In this telling, Moses and Rameses are two fun-loving young guys, friendly competitors, until Moses becomes the leader of the Hebrews and brings plagues down on Egypt. Where’s the fraternal resentment we remember so well between Moses and Rameses in Ten Commandments? Rameses is the first-born (and also the Pharoah’s only true son), yet the Pharoah loves Moses more no matter how hard Rameses tries — that should be the angle, but Prince of Egypt muffles it. There are no villains here — we’re told that the Egyptian leaders are acting out of the only tradition they know — and this is a hell of a time for DreamWorks to try ambiguity. Are the filmmakers trying to avoid awkward moments for adoptive parents taking their adopted kids to the movie?

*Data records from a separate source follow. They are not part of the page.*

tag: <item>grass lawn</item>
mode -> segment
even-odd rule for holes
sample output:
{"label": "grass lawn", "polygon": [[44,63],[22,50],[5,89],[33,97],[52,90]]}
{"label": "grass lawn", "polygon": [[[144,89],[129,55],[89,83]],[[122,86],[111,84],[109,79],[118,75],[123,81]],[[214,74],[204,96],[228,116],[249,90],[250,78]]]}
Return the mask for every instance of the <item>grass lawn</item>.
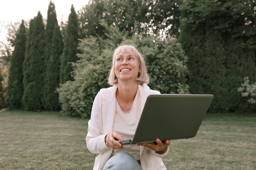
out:
{"label": "grass lawn", "polygon": [[[0,111],[0,170],[92,170],[88,119]],[[172,141],[168,170],[256,170],[256,114],[207,114],[195,137]]]}

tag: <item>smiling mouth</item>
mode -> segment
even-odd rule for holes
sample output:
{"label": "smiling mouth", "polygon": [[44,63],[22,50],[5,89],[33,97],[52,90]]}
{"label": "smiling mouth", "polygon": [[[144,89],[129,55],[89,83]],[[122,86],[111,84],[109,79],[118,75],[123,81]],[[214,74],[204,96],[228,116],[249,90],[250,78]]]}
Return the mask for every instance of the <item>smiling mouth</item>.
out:
{"label": "smiling mouth", "polygon": [[123,71],[130,71],[131,70],[130,69],[128,69],[128,68],[124,68],[124,69],[122,69],[121,70],[121,71],[120,71],[120,72],[122,72]]}

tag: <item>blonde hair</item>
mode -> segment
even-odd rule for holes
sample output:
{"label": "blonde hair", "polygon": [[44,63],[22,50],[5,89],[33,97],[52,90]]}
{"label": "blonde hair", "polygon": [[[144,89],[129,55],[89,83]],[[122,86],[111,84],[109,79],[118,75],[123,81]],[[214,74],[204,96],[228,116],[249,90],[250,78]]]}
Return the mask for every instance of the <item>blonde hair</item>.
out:
{"label": "blonde hair", "polygon": [[148,84],[149,77],[148,75],[147,66],[144,58],[138,50],[133,46],[130,45],[121,45],[117,47],[114,52],[112,57],[112,66],[110,69],[108,79],[108,83],[111,86],[117,84],[118,79],[115,73],[115,64],[116,58],[120,53],[130,53],[136,57],[139,61],[139,66],[141,72],[138,74],[138,77],[136,79],[137,83],[141,84],[143,83]]}

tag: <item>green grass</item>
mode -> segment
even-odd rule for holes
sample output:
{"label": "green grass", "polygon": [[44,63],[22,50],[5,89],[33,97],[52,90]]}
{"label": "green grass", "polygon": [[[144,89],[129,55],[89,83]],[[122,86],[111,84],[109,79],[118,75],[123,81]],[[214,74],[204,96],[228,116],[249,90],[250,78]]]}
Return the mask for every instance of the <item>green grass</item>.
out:
{"label": "green grass", "polygon": [[[0,170],[92,170],[88,119],[0,111]],[[172,141],[168,170],[256,170],[256,115],[209,114],[196,136]]]}

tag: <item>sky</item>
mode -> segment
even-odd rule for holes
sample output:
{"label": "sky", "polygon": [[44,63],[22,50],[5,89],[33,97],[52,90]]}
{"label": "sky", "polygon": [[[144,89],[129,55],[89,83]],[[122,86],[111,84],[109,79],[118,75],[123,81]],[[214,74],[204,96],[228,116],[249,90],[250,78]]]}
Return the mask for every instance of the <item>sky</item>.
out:
{"label": "sky", "polygon": [[[75,11],[79,10],[87,4],[89,0],[52,0],[55,5],[58,21],[63,18],[64,21],[70,13],[71,5]],[[10,22],[21,22],[23,19],[28,21],[33,19],[40,11],[44,18],[47,18],[48,7],[50,0],[1,0],[0,5],[0,41],[3,41],[6,34],[4,26]]]}

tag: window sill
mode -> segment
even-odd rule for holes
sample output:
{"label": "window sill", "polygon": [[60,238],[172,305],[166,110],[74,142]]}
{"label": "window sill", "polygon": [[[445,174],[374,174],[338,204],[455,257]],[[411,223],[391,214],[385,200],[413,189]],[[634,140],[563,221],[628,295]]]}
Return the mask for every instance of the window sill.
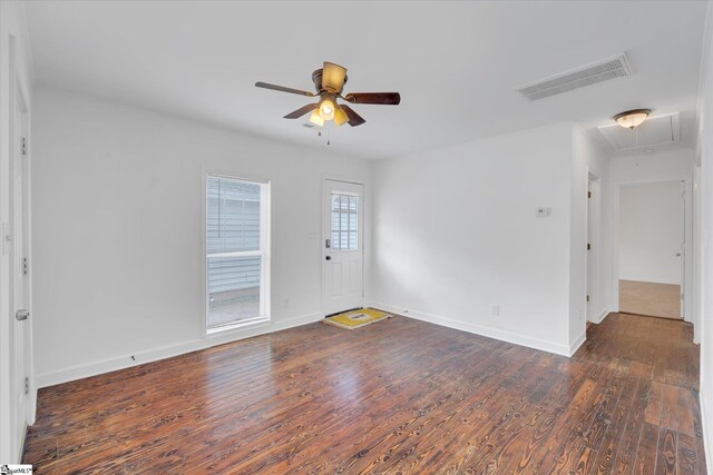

Technically, the movie is proficient. I’d put it up against Disney’s recent stuff. But here, DreamWorks is trying too hard to beat Disney at its own game: The tone is textbook Disney, from the comic-relief characters (Steve Martin and Martin Short) to the pastoral images giving way to big musical numbers (which are generally duds). Of the celebrity voices, only Sandra Bullock and Jeff Goldblum (as Moses’ true siblings) really stand out — mainly because they don’t sound like they belong in this setting. The credits tell us that Moses is voiced by Val Kilmer, but it could be anyone. And Moses is drawn as a Disney hero, too — strapping body, eager face-splitting grin, basically Aladdin with a beard. God knows DeMille’s epic wasn’t art, but it was a glorious wedge of Biblical cheese. Given a choice between DeMille’s form of show-biz pomp and Disney’s (copied here by DreamWorks), I prefer DeMille’s. Prince of Egypt is hyperactive and visually busy without being much fun — at least not as much fun as hearing Yul Brynner intone “Zo let it be written, zo let it be done,” or watching Anne Baxter bat her eyes at the mud-stiffened Charlton Heston.